In [1]:
!pip install accelerate -U



In [2]:
!pip install torch torchvision torchaudio --index-url https://download.pytorch.org/whl/cu118

Looking in indexes: https://download.pytorch.org/whl/cu118


In [3]:
!pip install transformers



In [4]:
!pip install datasets



In [5]:
import pandas as pd
data = pd.read_csv('en-fr_sm.csv')
data.head()

Unnamed: 0,en,fr
0,Changing Lives | Changing Society | How It Wor...,Il a transformé notre vie | Il a transformé la...
1,Site map,Plan du site
2,Feedback,Rétroaction
3,Credits,Crédits
4,Français,English


In [6]:
data['nos'] = data['en'].apply(lambda x:len(x.split()))
data

Unnamed: 0,en,fr,nos
0,Changing Lives | Changing Society | How It Wor...,Il a transformé notre vie | Il a transformé la...,37
1,Site map,Plan du site,2
2,Feedback,Rétroaction,1
3,Credits,Crédits,1
4,Français,English,1
...,...,...,...
995,A nova is a star that absorbs matter from a ne...,La matière absorbée finit par réchauffer l'éto...,23
996,It is a rare and spectacular event.,Il s'agit d'un phénomène rare et plutôt specta...,7
997,"In 1977, he became the French editor of the Na...","En 1977, il devient l'éditeur francophone du N...",25
998,"In 1978, Lemay began the daunting task of asse...","En 1978, il entreprend la tâche colossale de r...",20


In [7]:
max(data.nos)

59

In [8]:
from datasets import Dataset
data = Dataset.from_pandas(data)
data

Dataset({
    features: ['en', 'fr', 'nos'],
    num_rows: 1000
})

In [9]:
data = data.train_test_split(test_size=0.2)

In [10]:
data

DatasetDict({
    train: Dataset({
        features: ['en', 'fr', 'nos'],
        num_rows: 800
    })
    test: Dataset({
        features: ['en', 'fr', 'nos'],
        num_rows: 200
    })
})

In [11]:
source = "en"
target = "fr"


def preprocess_function(examples):
    inputs = examples[source]
    targets = examples[target]
    model_inputs = tokenizer(inputs, text_target=targets, max_length=2048, truncation=True)
    return model_inputs

In [12]:
import torch
from transformers import AutoTokenizer, AutoModel, AutoModelForSeq2SeqLM

device = "cuda"

tokenizer = AutoTokenizer.from_pretrained('facebook/bart-base')
model = AutoModelForSeq2SeqLM.from_pretrained("facebook/bart-base")



In [13]:
tokenized_data = data.map(preprocess_function, batched=True)
tokenized_data

Map:   0%|          | 0/800 [00:00<?, ? examples/s]

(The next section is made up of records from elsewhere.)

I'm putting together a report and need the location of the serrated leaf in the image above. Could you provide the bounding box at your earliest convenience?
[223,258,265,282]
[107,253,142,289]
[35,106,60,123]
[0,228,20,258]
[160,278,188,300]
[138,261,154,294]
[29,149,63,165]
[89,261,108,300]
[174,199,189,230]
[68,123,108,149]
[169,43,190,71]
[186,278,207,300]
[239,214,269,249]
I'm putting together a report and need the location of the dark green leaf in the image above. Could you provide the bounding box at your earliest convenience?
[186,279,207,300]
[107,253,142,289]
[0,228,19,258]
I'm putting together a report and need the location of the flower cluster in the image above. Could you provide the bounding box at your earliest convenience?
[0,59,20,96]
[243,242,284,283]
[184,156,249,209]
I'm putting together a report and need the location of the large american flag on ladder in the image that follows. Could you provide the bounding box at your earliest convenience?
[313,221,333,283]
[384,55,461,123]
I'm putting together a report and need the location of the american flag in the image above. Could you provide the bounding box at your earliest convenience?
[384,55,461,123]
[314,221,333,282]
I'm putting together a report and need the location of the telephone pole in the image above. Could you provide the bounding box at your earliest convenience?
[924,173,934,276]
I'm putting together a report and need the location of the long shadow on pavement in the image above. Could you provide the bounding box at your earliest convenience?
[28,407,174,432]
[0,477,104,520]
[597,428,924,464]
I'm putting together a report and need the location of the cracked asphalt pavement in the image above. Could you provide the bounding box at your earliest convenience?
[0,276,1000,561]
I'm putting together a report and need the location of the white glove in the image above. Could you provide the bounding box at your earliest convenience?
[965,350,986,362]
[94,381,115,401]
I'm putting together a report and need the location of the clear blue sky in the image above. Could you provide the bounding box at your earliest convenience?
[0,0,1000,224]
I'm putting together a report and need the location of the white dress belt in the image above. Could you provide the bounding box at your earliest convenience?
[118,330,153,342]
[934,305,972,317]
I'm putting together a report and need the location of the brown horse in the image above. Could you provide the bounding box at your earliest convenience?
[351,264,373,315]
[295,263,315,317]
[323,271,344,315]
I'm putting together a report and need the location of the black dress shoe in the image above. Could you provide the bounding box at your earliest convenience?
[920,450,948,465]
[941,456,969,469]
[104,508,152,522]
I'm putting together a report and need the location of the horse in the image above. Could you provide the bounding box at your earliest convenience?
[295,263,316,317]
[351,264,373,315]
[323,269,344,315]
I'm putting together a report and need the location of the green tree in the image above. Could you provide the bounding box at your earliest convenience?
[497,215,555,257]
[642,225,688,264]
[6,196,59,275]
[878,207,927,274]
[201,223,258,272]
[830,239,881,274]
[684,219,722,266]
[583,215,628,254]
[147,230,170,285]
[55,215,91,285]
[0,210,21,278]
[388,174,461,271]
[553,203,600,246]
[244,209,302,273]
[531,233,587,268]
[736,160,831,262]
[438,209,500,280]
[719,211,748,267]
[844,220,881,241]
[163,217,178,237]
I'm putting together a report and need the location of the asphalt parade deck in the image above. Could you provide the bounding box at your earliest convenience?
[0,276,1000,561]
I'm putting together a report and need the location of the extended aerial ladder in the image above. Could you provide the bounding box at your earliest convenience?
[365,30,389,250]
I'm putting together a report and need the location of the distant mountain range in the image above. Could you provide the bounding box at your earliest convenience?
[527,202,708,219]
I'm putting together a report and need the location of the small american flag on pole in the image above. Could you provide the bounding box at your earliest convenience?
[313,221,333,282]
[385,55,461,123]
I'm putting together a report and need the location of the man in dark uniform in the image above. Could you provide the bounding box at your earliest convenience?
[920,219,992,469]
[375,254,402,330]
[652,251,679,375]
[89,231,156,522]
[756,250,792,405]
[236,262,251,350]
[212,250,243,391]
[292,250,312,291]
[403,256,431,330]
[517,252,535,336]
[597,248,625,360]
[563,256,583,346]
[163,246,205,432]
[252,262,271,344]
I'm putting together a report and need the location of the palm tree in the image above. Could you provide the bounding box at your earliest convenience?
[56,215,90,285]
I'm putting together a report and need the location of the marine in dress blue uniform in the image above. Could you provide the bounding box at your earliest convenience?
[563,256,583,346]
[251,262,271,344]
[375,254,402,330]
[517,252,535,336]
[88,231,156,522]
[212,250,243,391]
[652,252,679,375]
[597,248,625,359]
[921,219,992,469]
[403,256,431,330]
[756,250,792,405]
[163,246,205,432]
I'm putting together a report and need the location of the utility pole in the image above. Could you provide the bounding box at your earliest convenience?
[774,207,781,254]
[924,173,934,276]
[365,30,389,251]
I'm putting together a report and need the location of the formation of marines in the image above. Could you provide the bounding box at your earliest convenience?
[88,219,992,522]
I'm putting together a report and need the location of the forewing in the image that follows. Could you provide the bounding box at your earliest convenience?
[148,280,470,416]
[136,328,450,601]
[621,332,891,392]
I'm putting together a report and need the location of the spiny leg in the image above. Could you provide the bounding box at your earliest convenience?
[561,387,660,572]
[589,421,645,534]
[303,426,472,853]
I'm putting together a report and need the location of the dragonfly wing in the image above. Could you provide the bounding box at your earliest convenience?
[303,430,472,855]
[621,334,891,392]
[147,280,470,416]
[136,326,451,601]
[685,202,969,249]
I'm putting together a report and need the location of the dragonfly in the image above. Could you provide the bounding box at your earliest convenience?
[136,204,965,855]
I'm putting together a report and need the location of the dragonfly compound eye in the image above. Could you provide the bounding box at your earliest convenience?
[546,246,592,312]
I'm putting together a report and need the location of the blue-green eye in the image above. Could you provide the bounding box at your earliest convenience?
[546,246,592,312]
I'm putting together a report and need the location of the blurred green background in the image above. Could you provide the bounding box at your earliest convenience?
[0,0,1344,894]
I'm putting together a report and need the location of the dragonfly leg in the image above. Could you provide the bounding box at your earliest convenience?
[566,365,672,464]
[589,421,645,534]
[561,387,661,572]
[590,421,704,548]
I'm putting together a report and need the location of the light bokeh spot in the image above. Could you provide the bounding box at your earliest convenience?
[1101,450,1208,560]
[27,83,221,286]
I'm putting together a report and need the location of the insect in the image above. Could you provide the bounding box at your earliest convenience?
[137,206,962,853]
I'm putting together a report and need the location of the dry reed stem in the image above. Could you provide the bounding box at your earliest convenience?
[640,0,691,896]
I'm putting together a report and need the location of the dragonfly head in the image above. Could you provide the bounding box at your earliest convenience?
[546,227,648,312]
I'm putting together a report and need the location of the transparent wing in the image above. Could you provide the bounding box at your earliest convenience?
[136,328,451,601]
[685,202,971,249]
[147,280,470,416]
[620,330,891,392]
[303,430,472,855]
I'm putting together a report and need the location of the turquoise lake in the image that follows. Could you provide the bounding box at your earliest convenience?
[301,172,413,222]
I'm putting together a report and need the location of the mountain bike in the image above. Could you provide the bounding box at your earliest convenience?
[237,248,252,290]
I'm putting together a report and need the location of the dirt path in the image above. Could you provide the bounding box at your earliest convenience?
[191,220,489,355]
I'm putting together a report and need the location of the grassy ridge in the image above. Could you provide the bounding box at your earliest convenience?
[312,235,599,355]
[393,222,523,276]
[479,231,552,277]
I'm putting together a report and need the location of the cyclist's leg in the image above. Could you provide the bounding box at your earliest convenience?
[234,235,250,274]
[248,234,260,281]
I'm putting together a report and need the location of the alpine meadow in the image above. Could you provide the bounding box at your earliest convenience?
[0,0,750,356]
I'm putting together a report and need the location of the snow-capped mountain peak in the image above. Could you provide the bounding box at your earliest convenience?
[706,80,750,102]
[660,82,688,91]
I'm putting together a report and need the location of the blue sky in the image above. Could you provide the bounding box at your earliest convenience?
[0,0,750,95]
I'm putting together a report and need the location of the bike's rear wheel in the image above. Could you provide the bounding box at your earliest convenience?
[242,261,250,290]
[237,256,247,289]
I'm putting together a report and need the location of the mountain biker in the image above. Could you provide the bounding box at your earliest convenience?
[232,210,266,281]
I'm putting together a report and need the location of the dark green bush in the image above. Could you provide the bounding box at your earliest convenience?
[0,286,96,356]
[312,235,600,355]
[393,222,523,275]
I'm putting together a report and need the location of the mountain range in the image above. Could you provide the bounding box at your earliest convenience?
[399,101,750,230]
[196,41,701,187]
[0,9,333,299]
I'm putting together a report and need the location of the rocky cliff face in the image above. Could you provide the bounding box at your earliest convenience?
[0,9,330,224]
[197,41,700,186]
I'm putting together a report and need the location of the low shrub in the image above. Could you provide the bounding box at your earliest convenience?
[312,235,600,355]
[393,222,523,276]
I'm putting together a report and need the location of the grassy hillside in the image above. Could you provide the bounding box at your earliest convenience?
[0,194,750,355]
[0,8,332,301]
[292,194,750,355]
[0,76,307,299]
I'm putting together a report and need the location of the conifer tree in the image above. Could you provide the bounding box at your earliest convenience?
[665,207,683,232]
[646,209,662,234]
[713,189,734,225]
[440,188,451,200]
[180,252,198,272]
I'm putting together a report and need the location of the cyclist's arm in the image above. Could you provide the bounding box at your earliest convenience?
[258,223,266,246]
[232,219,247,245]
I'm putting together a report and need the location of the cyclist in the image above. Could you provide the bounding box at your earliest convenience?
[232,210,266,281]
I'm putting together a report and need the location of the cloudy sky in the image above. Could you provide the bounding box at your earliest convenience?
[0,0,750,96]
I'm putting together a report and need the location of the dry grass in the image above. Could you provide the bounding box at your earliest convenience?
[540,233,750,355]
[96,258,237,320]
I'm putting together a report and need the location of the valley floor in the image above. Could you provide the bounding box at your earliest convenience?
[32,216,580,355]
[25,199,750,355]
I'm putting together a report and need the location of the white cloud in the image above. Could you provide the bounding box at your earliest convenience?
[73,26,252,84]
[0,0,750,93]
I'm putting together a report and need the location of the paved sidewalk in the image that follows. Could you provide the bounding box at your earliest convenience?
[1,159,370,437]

Map:   0%|          | 0/200 [00:00<?, ? examples/s]

DatasetDict({
    train: Dataset({
        features: ['en', 'fr', 'nos', 'input_ids', 'attention_mask', 'labels'],
        num_rows: 800
    })
    test: Dataset({
        features: ['en', 'fr', 'nos', 'input_ids', 'attention_mask', 'labels'],
        num_rows: 200
    })
})

In [14]:
from transformers import DataCollatorForSeq2Seq

data_collator = DataCollatorForSeq2Seq(tokenizer=tokenizer, model=model)

In [15]:
import accelerate

In [16]:
import torch
print(torch.__version__)
print(torch.cuda.is_available())

2.3.0+cu121
True


In [17]:
from transformers import Seq2SeqTrainingArguments, Seq2SeqTrainer

In [18]:
training_args = Seq2SeqTrainingArguments(
    output_dir="English_to_French",
    eval_strategy="epoch",
    learning_rate=2e-03,
    per_device_train_batch_size=2,
    per_device_eval_batch_size=2,
    weight_decay=0.01,
    save_total_limit=3,
    num_train_epochs=2,
    predict_with_generate=True,
    fp16=True,
    push_to_hub=False,
)


In [19]:
trainer = Seq2SeqTrainer(
    model=model,
    args=training_args,
    train_dataset=tokenized_data["train"],
    eval_dataset=tokenized_data["test"],
    tokenizer=tokenizer,
    data_collator=data_collator,
)


In [20]:
trainer.train()

Epoch,Training Loss,Validation Loss
1,No log,6.454015
2,6.859700,6.416284


Non-default generation parameters: {'early_stopping': True, 'num_beams': 4, 'no_repeat_ngram_size': 3, 'forced_bos_token_id': 0, 'forced_eos_token_id': 2}


TrainOutput(global_step=800, training_loss=6.66731689453125, metrics={'train_runtime': 141.6627, 'train_samples_per_second': 11.294, 'train_steps_per_second': 5.647, 'total_flos': 33566468382720.0, 'train_loss': 6.66731689453125, 'epoch': 2.0})

In [24]:
from transformers import pipeline

text = "Hi, how are you?"
translator = pipeline("translation_en_to_fr", model="/content/English_to_French/checkpoint-500", max_length=2048)
translator(text)

[{'translation_text': "''',,',''é'' de''', de',' de,,, de,'é,','"}]